Des mesures de réorganisation, des soucis quant à  la sécurité de leur emploi, inquiètent bien des vendeurs et créent une atmosphère très morose dans les services commerciaux. Est-ce le cas dans votre entreprise ? En votre qualité de responsable des ventes, que pouvez-vous faire pour empêcher le découragement de la force de vente et pour améliorer l'humeur de votre équipe ?
 
1. Inversez la tendance
Renoncez aux "discussions sur la conjoncture" qui versent dans le pessimisme. Ce genre de réunions déstabilise encore plus la force de vente, sans parler des rumeurs qui risquent d'arriver aux oreilles de vos clients.

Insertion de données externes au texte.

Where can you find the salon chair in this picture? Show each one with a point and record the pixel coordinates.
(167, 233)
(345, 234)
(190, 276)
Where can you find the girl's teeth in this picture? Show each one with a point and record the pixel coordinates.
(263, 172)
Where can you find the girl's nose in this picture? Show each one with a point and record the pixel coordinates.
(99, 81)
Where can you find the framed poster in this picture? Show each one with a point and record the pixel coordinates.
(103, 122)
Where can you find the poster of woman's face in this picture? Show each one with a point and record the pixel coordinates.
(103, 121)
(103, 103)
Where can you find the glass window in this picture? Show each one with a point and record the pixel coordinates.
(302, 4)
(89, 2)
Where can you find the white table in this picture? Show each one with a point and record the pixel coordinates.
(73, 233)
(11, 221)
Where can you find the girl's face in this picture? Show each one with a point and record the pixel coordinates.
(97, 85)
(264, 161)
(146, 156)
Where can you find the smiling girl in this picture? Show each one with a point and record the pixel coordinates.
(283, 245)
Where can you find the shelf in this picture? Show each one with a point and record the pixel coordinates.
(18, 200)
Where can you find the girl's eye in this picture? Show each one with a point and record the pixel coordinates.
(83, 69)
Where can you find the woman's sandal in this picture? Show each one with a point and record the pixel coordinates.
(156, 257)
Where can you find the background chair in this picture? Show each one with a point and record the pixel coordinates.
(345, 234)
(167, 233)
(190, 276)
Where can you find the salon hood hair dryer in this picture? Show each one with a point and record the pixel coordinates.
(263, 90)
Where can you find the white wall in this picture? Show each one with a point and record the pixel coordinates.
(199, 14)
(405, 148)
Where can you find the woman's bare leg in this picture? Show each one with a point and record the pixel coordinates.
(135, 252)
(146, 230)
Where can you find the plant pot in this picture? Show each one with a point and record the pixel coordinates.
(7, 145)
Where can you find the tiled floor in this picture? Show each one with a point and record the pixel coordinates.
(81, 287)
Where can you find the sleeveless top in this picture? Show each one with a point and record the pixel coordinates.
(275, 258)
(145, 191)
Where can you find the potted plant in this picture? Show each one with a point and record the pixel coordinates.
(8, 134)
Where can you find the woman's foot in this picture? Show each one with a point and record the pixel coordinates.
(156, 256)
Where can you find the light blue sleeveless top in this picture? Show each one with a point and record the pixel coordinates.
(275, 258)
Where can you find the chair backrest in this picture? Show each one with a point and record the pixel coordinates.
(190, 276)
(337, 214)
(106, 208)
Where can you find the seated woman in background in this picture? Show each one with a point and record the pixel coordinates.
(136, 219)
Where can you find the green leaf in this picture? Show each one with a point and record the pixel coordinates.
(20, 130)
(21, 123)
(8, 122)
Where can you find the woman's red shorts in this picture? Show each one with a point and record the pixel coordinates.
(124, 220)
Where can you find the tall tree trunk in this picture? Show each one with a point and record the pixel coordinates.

Ne poussez pas vos collaborateurs dans la précipitation, en démarrant sans cesse de nouvelles actions, en modifiant les conditions et en envoyant d'incessantes circulaires. Toute crise d'actionnite aiguës" n'est que cause de démotivation.
 
2. Soutenez le vendeur au creux de la vague
Plus un vendeur a de soucis, plus un contact personnel avec son supérieur hiérarchique s'avère indispensable. Si par exemple un vendeur perd brusquement un client important, votre aide est alors absolument nécessaire. Ecoutez avec patience le récit qu'il vous fait de ses échecs. Redonnez-lui du courage ! Mais faites-lui part aussi de votre jugement sur ses activités.

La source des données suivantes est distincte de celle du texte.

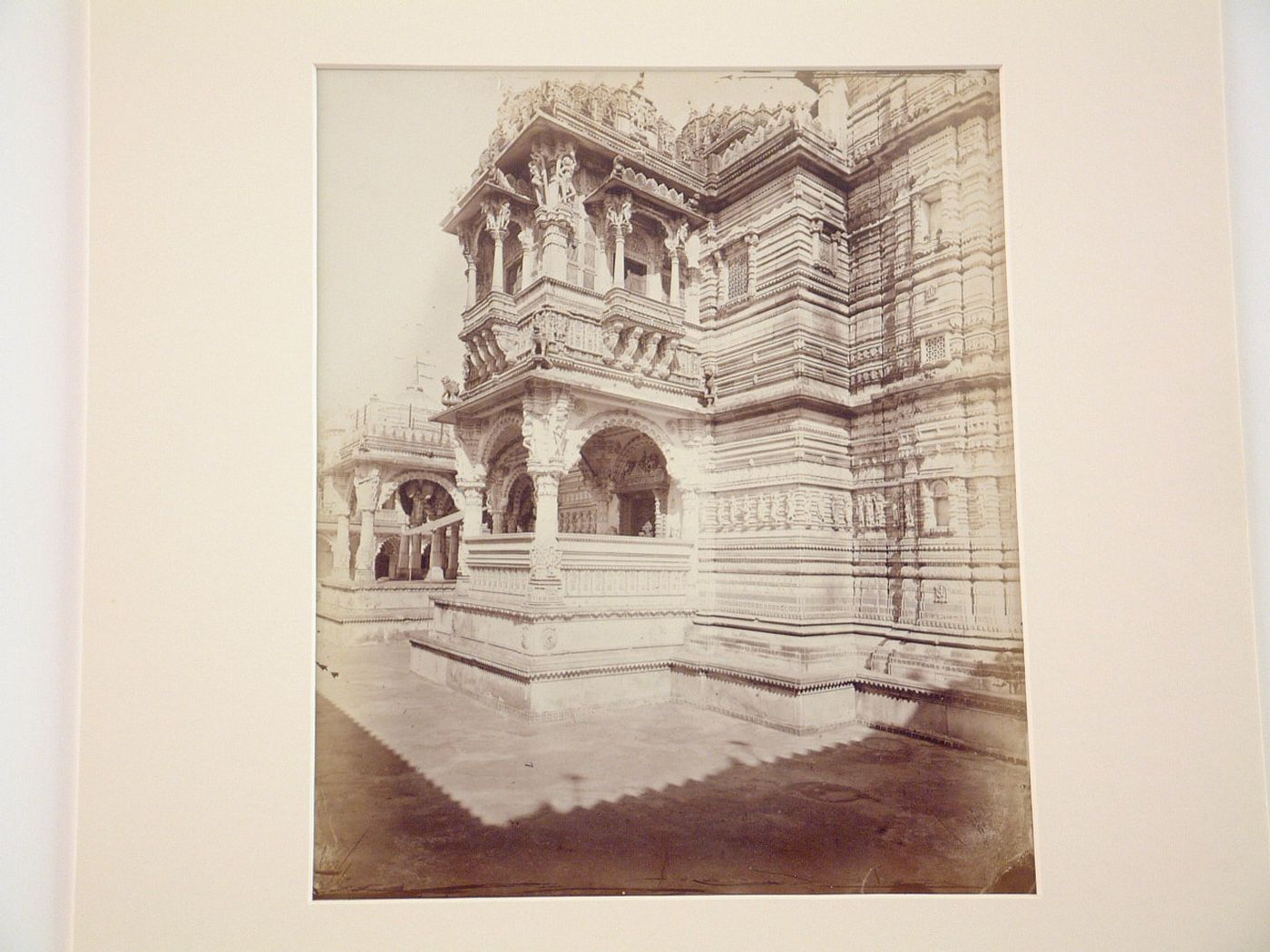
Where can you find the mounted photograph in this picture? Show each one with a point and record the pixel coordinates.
(666, 511)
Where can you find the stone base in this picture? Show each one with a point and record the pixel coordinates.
(968, 694)
(542, 695)
(545, 665)
(362, 615)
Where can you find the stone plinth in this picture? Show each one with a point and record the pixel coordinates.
(387, 611)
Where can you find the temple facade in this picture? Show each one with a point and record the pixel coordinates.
(733, 424)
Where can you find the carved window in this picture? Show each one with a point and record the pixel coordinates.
(940, 503)
(738, 273)
(930, 219)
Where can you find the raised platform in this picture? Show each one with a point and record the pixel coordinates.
(548, 665)
(386, 611)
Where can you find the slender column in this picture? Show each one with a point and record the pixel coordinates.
(498, 216)
(437, 556)
(689, 514)
(394, 559)
(527, 263)
(474, 524)
(692, 305)
(340, 552)
(618, 212)
(546, 583)
(495, 279)
(453, 565)
(676, 238)
(365, 568)
(555, 241)
(752, 260)
(470, 273)
(619, 257)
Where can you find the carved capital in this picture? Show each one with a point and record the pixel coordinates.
(498, 218)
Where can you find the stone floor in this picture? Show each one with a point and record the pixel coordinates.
(422, 791)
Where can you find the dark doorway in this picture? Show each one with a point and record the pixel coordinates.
(638, 514)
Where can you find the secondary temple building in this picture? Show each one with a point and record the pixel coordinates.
(734, 423)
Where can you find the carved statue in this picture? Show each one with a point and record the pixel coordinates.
(619, 212)
(708, 387)
(565, 167)
(451, 391)
(498, 216)
(539, 177)
(367, 486)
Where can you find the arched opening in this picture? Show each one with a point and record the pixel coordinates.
(421, 500)
(510, 489)
(940, 500)
(385, 560)
(521, 504)
(620, 486)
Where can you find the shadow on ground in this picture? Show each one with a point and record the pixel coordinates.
(880, 814)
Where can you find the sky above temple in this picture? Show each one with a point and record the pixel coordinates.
(396, 148)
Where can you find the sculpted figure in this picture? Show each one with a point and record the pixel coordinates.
(565, 167)
(451, 391)
(708, 387)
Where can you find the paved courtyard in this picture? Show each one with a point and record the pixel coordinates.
(422, 791)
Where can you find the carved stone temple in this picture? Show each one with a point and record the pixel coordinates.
(734, 423)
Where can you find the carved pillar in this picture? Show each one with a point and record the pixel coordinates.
(437, 556)
(453, 562)
(619, 257)
(474, 523)
(689, 513)
(340, 551)
(546, 583)
(676, 238)
(675, 272)
(366, 482)
(527, 266)
(618, 212)
(467, 238)
(498, 216)
(365, 568)
(555, 241)
(416, 545)
(470, 273)
(752, 263)
(495, 279)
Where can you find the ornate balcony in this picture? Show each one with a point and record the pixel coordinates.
(556, 323)
(599, 571)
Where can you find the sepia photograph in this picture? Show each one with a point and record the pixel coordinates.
(666, 524)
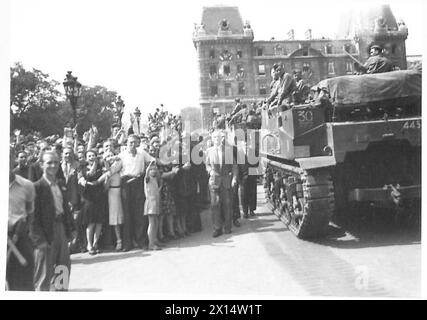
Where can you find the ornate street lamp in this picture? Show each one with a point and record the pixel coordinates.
(73, 90)
(118, 110)
(137, 114)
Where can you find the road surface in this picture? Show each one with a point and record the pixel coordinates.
(260, 258)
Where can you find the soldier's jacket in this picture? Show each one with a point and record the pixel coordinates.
(274, 91)
(287, 86)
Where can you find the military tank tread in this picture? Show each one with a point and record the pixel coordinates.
(309, 211)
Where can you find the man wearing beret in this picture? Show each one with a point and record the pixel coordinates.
(376, 63)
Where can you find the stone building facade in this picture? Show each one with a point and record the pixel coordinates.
(231, 64)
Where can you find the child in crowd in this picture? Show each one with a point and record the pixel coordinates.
(152, 186)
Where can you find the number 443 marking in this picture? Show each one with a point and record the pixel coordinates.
(413, 124)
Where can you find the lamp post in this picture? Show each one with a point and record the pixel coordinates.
(118, 110)
(137, 114)
(73, 90)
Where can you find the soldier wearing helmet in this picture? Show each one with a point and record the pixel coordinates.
(376, 63)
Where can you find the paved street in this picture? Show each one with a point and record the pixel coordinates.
(260, 258)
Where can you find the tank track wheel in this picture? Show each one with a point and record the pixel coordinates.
(309, 203)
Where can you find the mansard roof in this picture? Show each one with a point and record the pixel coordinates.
(211, 17)
(363, 20)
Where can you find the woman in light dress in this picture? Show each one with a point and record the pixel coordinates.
(152, 186)
(112, 183)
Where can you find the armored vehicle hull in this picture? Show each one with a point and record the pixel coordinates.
(358, 148)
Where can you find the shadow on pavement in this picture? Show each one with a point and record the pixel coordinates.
(369, 236)
(106, 256)
(85, 290)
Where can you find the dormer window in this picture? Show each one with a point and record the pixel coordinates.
(214, 90)
(242, 89)
(261, 69)
(212, 70)
(278, 51)
(347, 48)
(226, 69)
(305, 52)
(331, 68)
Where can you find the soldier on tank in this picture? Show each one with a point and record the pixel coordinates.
(274, 86)
(285, 86)
(300, 94)
(376, 63)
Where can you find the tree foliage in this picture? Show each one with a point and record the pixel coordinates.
(36, 104)
(34, 101)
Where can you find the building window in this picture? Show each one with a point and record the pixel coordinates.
(240, 71)
(226, 69)
(347, 48)
(212, 70)
(214, 90)
(262, 88)
(261, 69)
(278, 51)
(242, 89)
(227, 89)
(393, 49)
(305, 52)
(331, 68)
(348, 67)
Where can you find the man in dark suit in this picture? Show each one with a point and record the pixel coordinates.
(70, 168)
(22, 167)
(223, 173)
(35, 170)
(50, 228)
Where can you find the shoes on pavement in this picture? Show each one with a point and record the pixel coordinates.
(217, 233)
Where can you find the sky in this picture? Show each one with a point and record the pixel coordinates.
(144, 50)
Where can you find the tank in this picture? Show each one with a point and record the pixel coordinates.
(356, 147)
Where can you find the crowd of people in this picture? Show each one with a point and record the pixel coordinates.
(70, 195)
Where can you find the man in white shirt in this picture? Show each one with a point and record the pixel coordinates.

Les échecs déclenchent souvent un sentiment d'impuissance. Les collaborateurs concernés croient ne pouvoir exercer aucune influence sur l'adversité qui les frappe. Inoculez à vos commerciaux l'idée qu'ils peuvent très bien diriger les événements qui les touchent au plan personnel ou professionnel.
 
3. Collaborez plus étroitement avec votre équipe de vente
Lorsqu'un vendeur se trouve livré à lui-même, son pessimisme ne fait que croître. Et ce manque de confiance amoindrit ses chances de réussite. Dans le cas d'une conjoncture difficile, trop d'indépendance génère de l'angoisse puis du mécontentement et de l'inaction.
Mobilisez vos vendeurs ! Déterminez avec eux des objectifs communs. Les objectifs réalisables sont les stimulants de l'action. Prenez des accords avec eux sur les ventes à réaliser, sur la prospection de nouveaux clients, sur le rythme des visites, sur les produits à présenter, etc.
 
4. Renforcez votre feed-back, en cas de succès comme en cas d'échec.

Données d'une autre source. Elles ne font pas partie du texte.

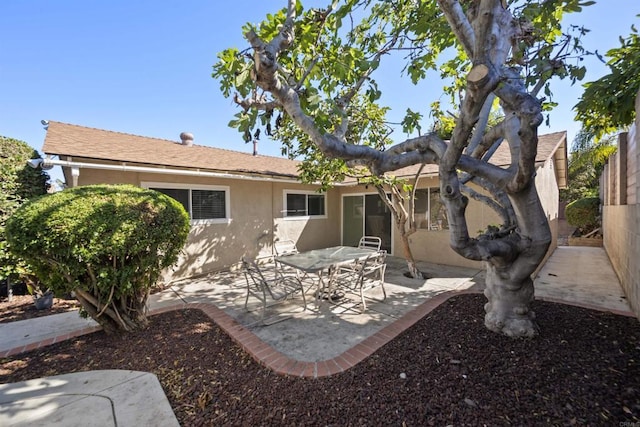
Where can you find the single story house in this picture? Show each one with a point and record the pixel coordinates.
(241, 203)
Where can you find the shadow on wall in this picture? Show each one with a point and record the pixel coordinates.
(214, 247)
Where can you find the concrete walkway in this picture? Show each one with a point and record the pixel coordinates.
(322, 340)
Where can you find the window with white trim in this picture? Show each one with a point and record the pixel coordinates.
(203, 203)
(430, 212)
(304, 204)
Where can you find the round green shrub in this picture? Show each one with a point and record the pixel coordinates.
(584, 214)
(18, 183)
(107, 243)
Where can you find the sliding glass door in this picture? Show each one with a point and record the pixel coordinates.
(365, 215)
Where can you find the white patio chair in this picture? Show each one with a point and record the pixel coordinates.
(366, 242)
(367, 275)
(269, 291)
(370, 242)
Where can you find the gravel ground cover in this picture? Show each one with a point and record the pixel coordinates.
(583, 369)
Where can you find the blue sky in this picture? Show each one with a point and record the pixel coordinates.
(144, 67)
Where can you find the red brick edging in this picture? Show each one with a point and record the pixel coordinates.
(271, 358)
(282, 364)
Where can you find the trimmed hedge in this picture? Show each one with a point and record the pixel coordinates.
(107, 243)
(584, 214)
(18, 183)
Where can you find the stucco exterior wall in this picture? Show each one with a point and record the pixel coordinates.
(257, 220)
(621, 212)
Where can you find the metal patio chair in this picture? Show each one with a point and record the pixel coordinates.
(269, 291)
(368, 274)
(370, 242)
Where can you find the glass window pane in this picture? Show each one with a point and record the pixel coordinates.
(208, 204)
(421, 208)
(181, 195)
(296, 204)
(316, 204)
(438, 214)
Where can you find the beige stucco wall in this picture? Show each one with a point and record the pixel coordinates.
(621, 232)
(621, 222)
(256, 221)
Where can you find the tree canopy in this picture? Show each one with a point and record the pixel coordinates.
(314, 70)
(608, 104)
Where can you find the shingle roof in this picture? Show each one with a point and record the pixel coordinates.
(78, 141)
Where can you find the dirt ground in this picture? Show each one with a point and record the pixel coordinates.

Le mécontentement du vendeur augmente s'il ne sait pas comment son chef des ventes apprécie ses résultats. Quelques paroles de reconnaissance peuvent faire de vrais miracles ! Prenez le parti de votre collaborateur, s'il est dans son droit, même si cela vous oblige à affronter la direction générale. En cas d'incident ou de panne, faites preuve d'indulgence ; un collaborateur a lui aussi le droit de commettre une erreur.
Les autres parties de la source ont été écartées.